Teaching Resilience in Children: A Guide for Parents

As parents and educators, we all want our children to develop resilience and perseverance in the face of hardship. But which challenges should we encourage them to tackle? This is a subjective matter. Some kids are willing to go through the pain of overcoming obstacles to accomplish things that matter to them, while for others, it may seem like a waste of time and energy.

Before we can determine what matters to us and our children, we need to have a clear understanding of our values. This way, we can focus our energy and resources on the things that truly matter and avoid persevering with things that don't.

I believe that resilience is not a character trait but rather a choice. While some children may appear to be resilient because they don't show distress, this is not always the case. It's important to remember that resilience depends on various factors such as personal drives, interests, motivations, and context.

Emotionally sensitive children who cry easily may demonstrate resilience by staying in the game despite their pain and distress. On the other hand, some children may appear to be resilient because they are super compliant, but in reality, they are just going through the motions.

So how can we help children develop resilience and perseverance? One way is to model it for them. We need to show them what it looks like to deliberately and intentionally pursue something we want.

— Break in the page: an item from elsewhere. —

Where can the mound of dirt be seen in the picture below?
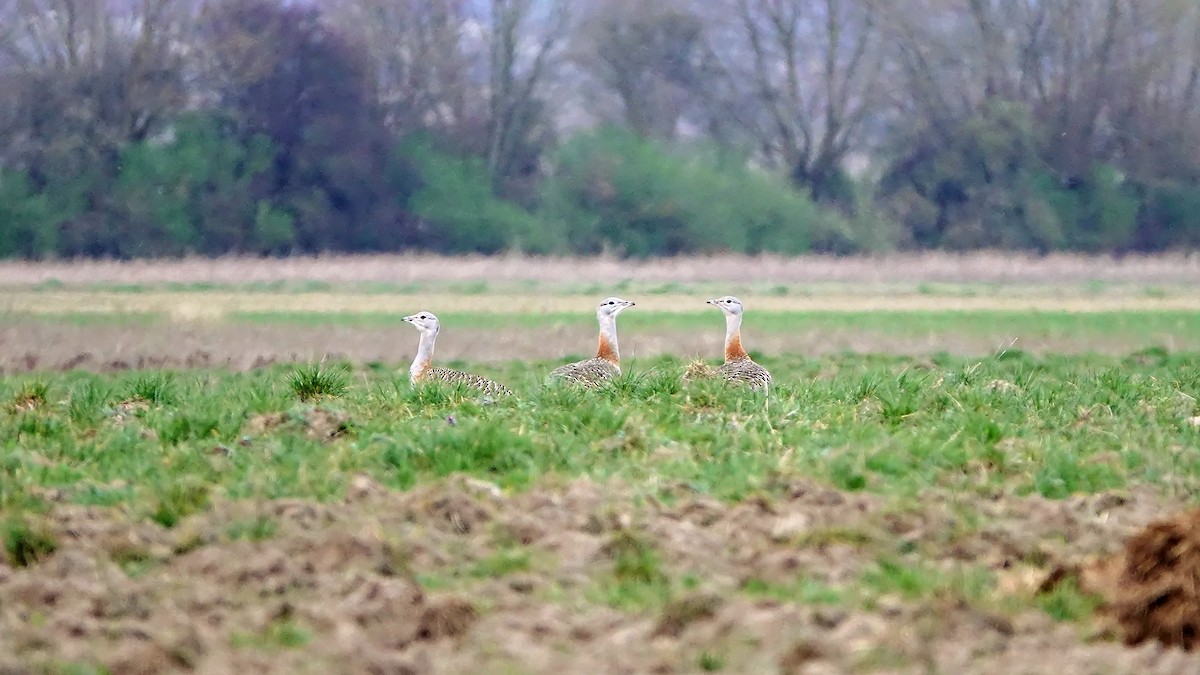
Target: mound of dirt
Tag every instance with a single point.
(1158, 590)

Starting the day with a personal mantra or affirmation can be a great way to set our intentions and maintain focus. We should also practice gratitude and ask ourselves what we intend for our lives.

Teaching children to develop their personal mantras, focus on their prize, and breathe with their diaphragms are some practical steps they can take to manage their emotions and maintain momentum along their journey.

However, there are some caveats to keep in mind. It's important not to impose our dreams on our children or compare them to others. We should also avoid overwhelming them with stories of hardship or making them feel guilty for not persevering.